In April 2001, Allied assigned its second financing statement to First National but retained an interest in the loan agreement and security agreement. A revolving line of credit of $500,000 (later increased to $700,000) was extended by First National to Annlick in May 2001 and a security agreement was executed giving First National a security interest in all of Annlick’s inventory and accounts.
On July 30, 2001, Allied assigned all of its interest in the first loan to InterBusiness including the loan agreement, mortgage, security agreement and financing statement.
Annlick defaulted on its First National obligation in July 2002 and First National collected Annlick’s accounts and liquidated Annlick’s inventory realizing $450,000.
Other creditors of Annlick filed an involuntary bankruptcy against Annlick in October 2002. In that proceeding, InterBusiness moved for relief from the automatic stay and the stay order was vacated. InterBusiness pursued its remedies under Pennsylvania law, ultimately purchasing Annlick’s real estate by bidding in Annlick’s debt.
On December 12, 2003, InterBusiness sued First National claiming that its security interest was superior to First National’s and demanding the proceeds from the liquidation of Annlick’s assets. First National then filed a third-party complaint against Allied based on Allied’s assurances that First National had a first priority position by reason of the assignment of the second financing statement. Allied then asserted that InterBusiness did not have a perfected security interest in the inventory and accounts of Annlick. InterBusiness responded that it did.
The Court began its opinion with a review of some very basic Article 9 concepts and then said: “From this relatively simple outline emerges a host of intricate issues with respect to the existence and priority of the conflicting claims of InterBusiness and First National in the inventory and accounts receivable of Annlick Farms.” Among the issues was the impact of the adoption of Revised Article 9 in Pennsylvania and its effective date of July 1, 2001.
The Court noted that Section 9-709 of Revised Article 9 recognizes that if the priority of conflicting security interests was established prior to July 1, 2001, all priority issues were to be resolved under Old Article 9. But first, said the Court, it was necessary to determine whether the security interests had indeed been perfected under Old Article 9 and what priority they enjoyed.
The Court said that the security interest assigned to InterBusiness was duly perfected in February 2001. It also said that when First National made a loan to Annlick in May 2001, First National’s security interest was perfected noting that it was immaterial that First National initially received a “bare” financing statement, without assignment of Allied’s second loan and security agreements.

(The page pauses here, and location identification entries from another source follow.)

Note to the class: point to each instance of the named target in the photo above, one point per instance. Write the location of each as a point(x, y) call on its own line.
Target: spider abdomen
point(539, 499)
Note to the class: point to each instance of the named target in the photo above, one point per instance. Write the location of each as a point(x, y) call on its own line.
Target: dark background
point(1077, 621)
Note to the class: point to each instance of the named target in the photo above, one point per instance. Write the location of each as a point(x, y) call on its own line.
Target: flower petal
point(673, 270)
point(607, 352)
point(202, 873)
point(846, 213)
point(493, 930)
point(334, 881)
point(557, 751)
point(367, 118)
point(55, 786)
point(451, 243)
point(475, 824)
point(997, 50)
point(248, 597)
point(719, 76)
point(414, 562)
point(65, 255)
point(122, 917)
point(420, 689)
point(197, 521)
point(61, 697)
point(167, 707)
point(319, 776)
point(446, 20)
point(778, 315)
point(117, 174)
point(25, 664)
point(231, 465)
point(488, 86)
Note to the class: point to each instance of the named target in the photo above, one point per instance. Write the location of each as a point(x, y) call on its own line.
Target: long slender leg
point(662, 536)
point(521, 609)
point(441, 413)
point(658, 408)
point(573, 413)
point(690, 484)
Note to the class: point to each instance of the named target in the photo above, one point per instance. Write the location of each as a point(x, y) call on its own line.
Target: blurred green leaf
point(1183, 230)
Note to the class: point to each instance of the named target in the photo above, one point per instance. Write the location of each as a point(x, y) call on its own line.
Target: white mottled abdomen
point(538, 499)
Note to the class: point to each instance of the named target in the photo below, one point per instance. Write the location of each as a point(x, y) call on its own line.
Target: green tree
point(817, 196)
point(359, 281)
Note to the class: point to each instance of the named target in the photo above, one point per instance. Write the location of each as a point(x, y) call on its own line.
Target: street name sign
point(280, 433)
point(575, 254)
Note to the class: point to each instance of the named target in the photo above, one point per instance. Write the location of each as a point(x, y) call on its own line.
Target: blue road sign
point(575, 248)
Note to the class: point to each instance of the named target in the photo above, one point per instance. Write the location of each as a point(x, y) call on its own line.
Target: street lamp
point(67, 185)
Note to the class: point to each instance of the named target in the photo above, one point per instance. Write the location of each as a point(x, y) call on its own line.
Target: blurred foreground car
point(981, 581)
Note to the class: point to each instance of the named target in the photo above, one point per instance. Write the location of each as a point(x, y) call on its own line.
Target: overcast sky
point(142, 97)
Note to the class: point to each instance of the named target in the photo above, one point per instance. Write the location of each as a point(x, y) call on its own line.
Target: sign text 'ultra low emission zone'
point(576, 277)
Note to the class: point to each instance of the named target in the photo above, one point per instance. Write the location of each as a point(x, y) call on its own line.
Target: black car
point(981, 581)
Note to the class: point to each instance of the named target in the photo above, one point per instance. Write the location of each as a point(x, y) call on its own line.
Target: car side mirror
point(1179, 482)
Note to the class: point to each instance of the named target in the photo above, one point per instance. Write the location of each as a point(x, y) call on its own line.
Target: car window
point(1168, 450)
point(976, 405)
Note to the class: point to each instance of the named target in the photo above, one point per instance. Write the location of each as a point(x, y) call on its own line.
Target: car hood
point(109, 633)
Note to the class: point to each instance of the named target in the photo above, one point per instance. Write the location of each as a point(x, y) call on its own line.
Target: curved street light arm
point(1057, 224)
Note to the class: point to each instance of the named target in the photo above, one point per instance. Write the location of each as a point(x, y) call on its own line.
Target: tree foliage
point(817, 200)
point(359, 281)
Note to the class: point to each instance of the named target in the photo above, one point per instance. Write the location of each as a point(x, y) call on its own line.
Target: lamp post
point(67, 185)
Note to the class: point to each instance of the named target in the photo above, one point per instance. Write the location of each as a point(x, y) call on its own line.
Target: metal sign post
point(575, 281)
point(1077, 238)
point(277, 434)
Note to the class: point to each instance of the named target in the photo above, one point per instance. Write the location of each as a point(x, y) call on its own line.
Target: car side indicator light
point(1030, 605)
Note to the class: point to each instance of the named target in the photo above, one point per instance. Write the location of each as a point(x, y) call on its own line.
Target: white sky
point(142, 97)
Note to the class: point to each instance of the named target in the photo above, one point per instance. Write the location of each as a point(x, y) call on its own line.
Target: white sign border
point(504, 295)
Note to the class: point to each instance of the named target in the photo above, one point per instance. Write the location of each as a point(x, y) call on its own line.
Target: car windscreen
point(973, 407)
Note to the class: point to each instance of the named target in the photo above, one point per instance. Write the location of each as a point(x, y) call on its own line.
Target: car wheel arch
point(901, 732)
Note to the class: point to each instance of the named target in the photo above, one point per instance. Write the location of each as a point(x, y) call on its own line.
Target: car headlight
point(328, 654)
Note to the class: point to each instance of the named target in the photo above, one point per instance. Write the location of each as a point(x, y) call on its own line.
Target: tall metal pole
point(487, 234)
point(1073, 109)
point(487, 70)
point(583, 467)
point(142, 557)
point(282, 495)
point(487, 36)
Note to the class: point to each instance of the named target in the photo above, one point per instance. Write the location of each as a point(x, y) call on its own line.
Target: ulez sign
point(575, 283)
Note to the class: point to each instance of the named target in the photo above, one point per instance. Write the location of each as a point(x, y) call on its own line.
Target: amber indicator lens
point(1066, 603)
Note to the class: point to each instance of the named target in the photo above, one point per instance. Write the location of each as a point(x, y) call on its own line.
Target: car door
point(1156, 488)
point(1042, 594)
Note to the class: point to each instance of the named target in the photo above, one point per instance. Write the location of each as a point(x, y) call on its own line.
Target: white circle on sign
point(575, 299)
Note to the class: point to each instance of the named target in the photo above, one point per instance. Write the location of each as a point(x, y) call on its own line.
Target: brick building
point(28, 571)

Both parties having perfected prior to July 1, 2001, it was Old Article 9 that determined priority. And the advent of Revised Article 9 did not change the priorities. InterBusiness had first position.
The next issue was whether InterBusiness could claim a security interest in the inventory and accounts receivable of Annlick based on the reference to “goods” and “accounts” in its financing statement. The Court held that InterBusiness did have a perfected security interest in the inventory and accounts receivable of Annlick because the UCC definition of “goods” includes inventory and “accounts” was adequate to describe ordinary commercial accounts receivable.
But having won that battle, InterBusiness lost the war. The Court said that when InterBusiness purchased Annlick’s real estate at a sheriff’s sale by bidding in its debt, it had an obligation to file a petition showing the amount of the debt satisfied by the purchase and the amount of the debt remaining unsatisfied. It failed to do so. And Pennsylvania law gave rise to irrebuttable presumption that a creditor has been paid in full if the petition to fix value is not filed within six months after the sale. InterBusiness was held to have no debt on which to base enforcement of its security interest.
What’s the point? The priority of a security interest
perfected under Old Article 9 is preserved under Revised Article 9 provided
that perfection was achieved under Old Article 9.